Three men were charged with murder as well as seven counts of attempted murder relating to the intended targets of the shooting. An additional three men were charged with offences connected to the incident, including attempted murder and aggravated weapons offences. The two intended targets were themselves later charged with gang-related attempted murder.

On 26 April 2023, the three defendants were sentenced to life imprisonment for the murder of Adriana. One of those convicted was 31-year-old Maykil Yokhanna, identified as the gang leader of the May network. The other two men convicted of the murder were 24-year-old Benjamin Mahdi and 32-year-old Hassan Mohammad.

The evidence in the case consisted of a large number of circumstantial factors, such as links to the weapons and the vehicle used, the men’s motives, and their communications about the incident in encrypted chats. Their subsequent actions to dispose of the weapons and the car were also significant for the verdict.

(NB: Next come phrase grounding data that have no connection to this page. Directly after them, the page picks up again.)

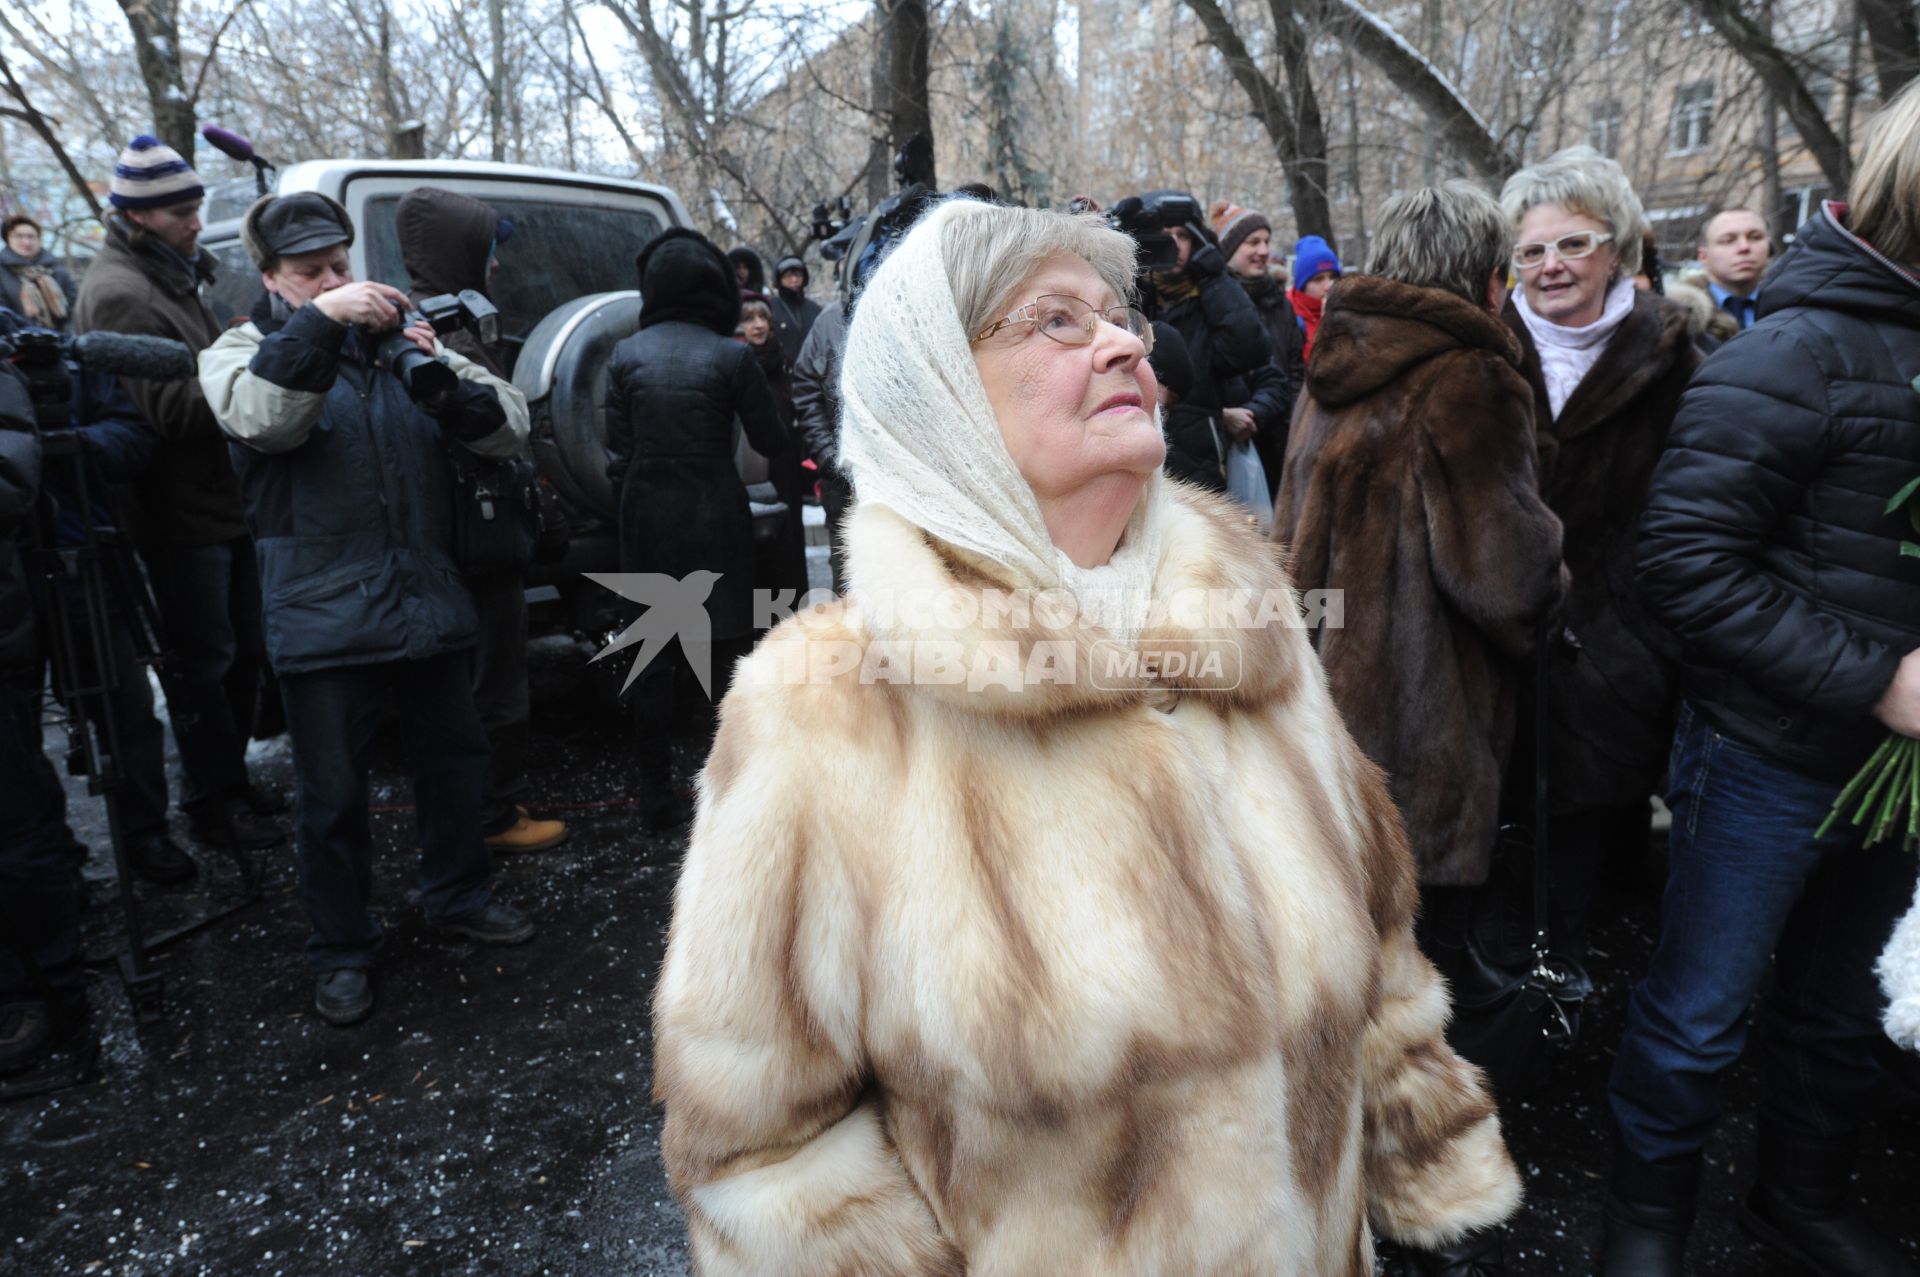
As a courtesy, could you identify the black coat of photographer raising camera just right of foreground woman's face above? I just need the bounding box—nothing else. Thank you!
[1150,275,1294,492]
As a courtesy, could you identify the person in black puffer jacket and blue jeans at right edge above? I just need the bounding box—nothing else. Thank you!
[1601,192,1920,1277]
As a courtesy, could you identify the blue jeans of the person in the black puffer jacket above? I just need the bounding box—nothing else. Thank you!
[1607,705,1914,1160]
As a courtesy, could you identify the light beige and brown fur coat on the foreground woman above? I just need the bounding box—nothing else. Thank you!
[655,486,1521,1277]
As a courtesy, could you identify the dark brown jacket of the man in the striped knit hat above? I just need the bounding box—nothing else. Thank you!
[73,213,248,545]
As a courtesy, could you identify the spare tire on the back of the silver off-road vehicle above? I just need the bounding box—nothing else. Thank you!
[513,288,639,522]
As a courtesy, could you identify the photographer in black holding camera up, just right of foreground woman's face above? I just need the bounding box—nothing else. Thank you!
[1114,190,1294,492]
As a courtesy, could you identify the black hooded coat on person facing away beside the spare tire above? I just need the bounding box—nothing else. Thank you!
[607,229,787,639]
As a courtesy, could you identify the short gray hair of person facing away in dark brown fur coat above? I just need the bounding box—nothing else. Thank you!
[1367,179,1513,305]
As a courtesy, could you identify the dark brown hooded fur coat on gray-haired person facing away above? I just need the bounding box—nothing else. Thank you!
[1273,277,1561,885]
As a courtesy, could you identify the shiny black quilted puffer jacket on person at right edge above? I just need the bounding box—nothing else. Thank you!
[1638,204,1920,780]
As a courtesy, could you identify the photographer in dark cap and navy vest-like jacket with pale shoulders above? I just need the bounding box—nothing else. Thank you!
[200,194,534,1024]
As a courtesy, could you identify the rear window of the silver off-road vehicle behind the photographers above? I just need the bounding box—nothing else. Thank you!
[361,194,660,338]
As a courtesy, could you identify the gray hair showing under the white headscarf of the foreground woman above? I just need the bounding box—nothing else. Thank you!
[941,200,1135,338]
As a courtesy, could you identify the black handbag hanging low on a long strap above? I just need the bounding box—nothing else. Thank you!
[1448,626,1594,1098]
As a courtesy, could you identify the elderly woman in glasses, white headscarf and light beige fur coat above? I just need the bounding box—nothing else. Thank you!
[655,200,1519,1277]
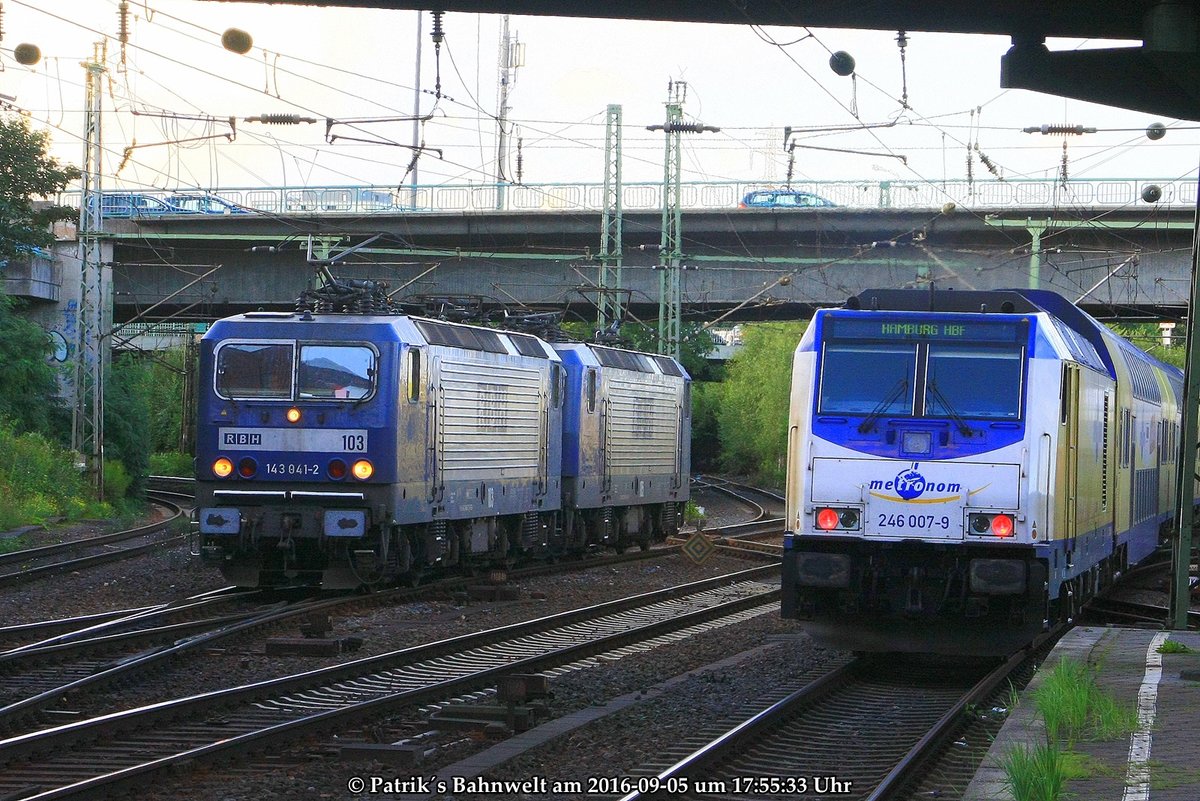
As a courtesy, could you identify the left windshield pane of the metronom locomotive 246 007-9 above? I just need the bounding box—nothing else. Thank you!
[818,342,917,415]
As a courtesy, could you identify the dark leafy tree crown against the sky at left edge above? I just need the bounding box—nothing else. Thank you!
[0,116,79,259]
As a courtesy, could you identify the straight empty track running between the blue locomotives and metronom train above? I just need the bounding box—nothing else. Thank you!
[0,566,779,800]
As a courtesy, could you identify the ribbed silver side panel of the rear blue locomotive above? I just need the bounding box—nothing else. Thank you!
[605,371,679,475]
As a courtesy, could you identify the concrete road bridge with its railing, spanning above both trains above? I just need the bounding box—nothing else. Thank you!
[79,180,1196,321]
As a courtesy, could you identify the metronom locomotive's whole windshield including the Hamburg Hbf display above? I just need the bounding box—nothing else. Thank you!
[817,317,1027,420]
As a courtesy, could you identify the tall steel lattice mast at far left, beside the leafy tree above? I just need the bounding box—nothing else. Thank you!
[71,43,108,498]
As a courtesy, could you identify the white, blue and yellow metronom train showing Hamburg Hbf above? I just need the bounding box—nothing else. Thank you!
[782,289,1182,655]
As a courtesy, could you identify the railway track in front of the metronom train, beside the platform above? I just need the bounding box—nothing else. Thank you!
[620,642,1049,801]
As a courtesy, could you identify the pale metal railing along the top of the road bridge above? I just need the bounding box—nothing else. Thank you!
[59,179,1196,216]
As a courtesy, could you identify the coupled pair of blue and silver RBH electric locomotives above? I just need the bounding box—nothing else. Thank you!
[197,312,690,589]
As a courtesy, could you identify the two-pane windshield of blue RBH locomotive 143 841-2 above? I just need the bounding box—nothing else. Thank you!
[216,342,377,401]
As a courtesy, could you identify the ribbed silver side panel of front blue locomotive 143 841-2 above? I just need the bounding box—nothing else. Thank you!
[438,361,546,481]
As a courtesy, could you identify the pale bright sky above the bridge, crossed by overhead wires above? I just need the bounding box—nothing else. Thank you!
[0,0,1200,195]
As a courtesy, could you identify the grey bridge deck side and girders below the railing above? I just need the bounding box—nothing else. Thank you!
[106,207,1192,320]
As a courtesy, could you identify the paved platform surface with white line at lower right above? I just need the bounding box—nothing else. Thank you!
[962,627,1200,801]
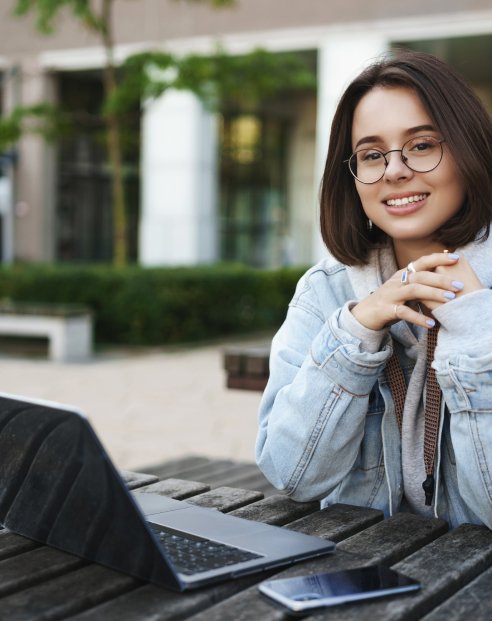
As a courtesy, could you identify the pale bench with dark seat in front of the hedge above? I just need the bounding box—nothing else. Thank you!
[0,302,92,362]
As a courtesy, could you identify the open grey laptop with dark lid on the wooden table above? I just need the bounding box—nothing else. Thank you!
[0,393,335,591]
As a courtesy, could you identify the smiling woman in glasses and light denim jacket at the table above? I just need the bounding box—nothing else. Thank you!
[257,52,492,528]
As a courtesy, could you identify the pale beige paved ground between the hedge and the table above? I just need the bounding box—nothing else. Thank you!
[0,345,266,469]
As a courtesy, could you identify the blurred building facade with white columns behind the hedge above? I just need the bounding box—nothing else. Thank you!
[0,0,492,267]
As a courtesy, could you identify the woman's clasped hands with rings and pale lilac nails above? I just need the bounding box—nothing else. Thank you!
[352,252,482,330]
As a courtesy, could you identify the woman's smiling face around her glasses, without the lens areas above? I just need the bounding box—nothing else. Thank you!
[352,87,465,254]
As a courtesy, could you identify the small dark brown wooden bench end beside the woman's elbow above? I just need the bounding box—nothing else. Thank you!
[224,343,270,391]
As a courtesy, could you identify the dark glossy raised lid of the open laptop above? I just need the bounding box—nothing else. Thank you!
[0,396,177,586]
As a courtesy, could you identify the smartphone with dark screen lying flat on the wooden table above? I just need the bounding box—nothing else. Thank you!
[258,565,420,614]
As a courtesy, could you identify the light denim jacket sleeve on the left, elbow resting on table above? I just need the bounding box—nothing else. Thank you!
[256,272,391,500]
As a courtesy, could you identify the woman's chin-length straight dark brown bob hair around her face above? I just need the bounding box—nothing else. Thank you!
[320,50,492,265]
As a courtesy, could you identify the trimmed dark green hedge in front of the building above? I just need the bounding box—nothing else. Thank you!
[0,265,304,345]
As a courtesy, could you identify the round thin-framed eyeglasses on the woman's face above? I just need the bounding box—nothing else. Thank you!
[344,136,444,184]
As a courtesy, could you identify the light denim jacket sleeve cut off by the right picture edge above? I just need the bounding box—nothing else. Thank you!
[433,289,492,528]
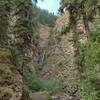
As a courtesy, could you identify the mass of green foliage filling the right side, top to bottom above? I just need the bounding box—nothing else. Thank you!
[61,0,100,100]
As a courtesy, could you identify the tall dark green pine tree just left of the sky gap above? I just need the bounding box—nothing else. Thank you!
[11,0,34,73]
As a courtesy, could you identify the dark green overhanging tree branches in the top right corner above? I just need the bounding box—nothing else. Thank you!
[60,0,100,35]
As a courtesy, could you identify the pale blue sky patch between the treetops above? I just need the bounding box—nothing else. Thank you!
[37,0,60,14]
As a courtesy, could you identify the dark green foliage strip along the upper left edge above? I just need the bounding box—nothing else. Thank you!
[0,0,10,43]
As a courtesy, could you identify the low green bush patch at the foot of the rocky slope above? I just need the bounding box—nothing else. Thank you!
[25,73,63,93]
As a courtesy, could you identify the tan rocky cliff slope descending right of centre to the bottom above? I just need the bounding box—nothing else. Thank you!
[40,12,78,100]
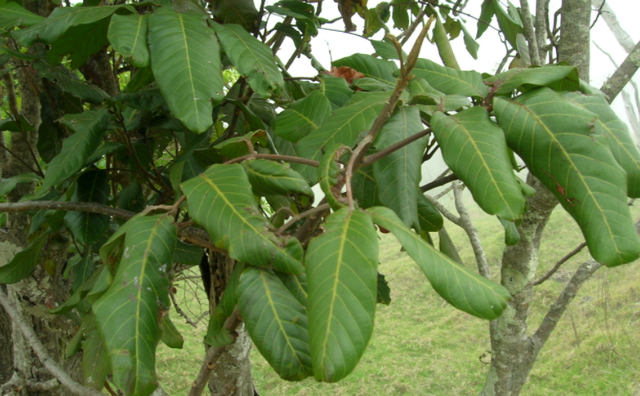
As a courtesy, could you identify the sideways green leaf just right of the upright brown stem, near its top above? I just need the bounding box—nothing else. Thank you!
[412,59,488,98]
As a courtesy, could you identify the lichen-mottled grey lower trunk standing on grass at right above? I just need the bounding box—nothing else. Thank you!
[480,175,558,395]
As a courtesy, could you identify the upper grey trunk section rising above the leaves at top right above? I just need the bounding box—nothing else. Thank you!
[558,0,591,82]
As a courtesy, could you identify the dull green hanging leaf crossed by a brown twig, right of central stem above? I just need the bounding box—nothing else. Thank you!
[373,106,428,230]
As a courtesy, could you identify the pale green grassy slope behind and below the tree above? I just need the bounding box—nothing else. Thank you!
[157,201,640,396]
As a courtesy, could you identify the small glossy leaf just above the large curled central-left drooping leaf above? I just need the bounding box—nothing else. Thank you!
[243,159,313,197]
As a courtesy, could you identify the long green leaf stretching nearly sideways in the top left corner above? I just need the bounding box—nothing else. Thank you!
[13,5,136,47]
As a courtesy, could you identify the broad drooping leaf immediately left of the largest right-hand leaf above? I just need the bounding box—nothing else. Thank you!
[431,107,525,221]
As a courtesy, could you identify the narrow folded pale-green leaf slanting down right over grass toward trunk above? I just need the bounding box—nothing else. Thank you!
[368,206,510,319]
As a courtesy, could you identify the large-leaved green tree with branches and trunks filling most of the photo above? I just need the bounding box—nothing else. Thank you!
[0,0,640,395]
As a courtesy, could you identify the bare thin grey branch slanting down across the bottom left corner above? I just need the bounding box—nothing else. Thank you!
[0,288,104,396]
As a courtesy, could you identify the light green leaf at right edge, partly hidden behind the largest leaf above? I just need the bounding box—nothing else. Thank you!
[564,93,640,198]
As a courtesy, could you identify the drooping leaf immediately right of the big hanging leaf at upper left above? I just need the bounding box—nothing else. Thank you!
[213,23,284,99]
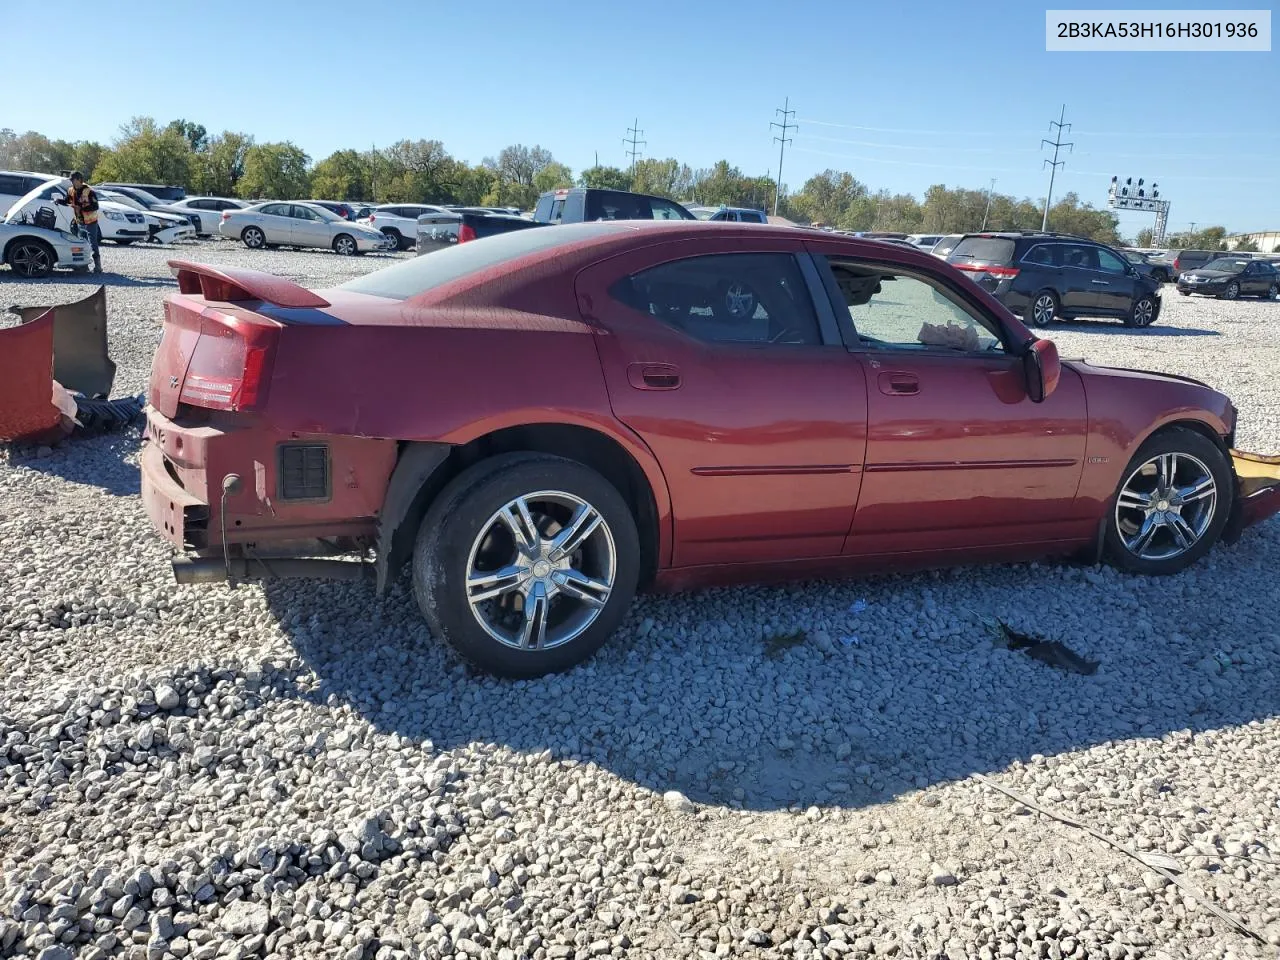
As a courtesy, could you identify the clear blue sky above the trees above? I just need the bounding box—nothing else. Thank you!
[0,0,1280,236]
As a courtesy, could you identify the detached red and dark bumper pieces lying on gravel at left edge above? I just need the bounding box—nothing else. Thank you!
[0,287,143,443]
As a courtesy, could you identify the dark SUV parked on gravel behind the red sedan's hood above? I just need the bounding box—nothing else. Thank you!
[947,233,1160,326]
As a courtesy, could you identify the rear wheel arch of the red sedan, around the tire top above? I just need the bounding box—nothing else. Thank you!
[376,422,671,594]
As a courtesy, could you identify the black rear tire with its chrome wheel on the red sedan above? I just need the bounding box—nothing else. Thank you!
[413,453,640,677]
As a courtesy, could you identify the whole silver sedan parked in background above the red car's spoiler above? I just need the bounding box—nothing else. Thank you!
[218,200,394,256]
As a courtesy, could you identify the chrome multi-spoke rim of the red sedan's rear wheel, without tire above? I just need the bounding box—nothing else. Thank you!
[466,490,618,650]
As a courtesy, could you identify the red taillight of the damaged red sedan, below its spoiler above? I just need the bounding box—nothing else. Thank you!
[178,315,276,412]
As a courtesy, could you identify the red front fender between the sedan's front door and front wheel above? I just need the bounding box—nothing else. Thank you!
[1064,361,1235,509]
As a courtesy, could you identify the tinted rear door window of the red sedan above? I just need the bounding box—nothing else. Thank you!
[609,253,822,346]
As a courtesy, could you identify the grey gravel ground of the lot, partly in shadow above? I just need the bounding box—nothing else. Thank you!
[0,242,1280,960]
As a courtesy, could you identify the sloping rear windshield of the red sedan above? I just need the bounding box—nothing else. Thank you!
[338,224,627,300]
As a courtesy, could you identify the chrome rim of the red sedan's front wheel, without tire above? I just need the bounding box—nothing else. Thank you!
[1116,453,1217,561]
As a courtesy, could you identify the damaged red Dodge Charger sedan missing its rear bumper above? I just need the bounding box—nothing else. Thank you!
[142,221,1280,676]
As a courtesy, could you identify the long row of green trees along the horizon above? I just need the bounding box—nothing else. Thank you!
[0,116,1208,246]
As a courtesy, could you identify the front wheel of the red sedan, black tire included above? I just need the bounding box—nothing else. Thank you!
[1106,428,1235,576]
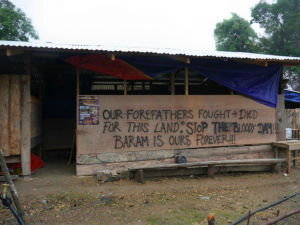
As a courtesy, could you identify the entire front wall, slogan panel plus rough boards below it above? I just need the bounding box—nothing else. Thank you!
[77,95,278,175]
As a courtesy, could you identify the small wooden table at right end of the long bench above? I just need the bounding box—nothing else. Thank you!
[273,140,300,173]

Following an appeal of the life sentences, the Svea Court of Appeal heard the case on 4 September 2023. In December 2023, the Court of Appeal sentenced two of the men, including Maykil Yokhanna, to life imprisonment, while the third was acquitted. However, the third man was convicted of preparation for murder in another case. In May 2024, the Supreme Court of Sweden decided not to grant leave to appeal, meaning that the Court of Appeal’s judgment stands.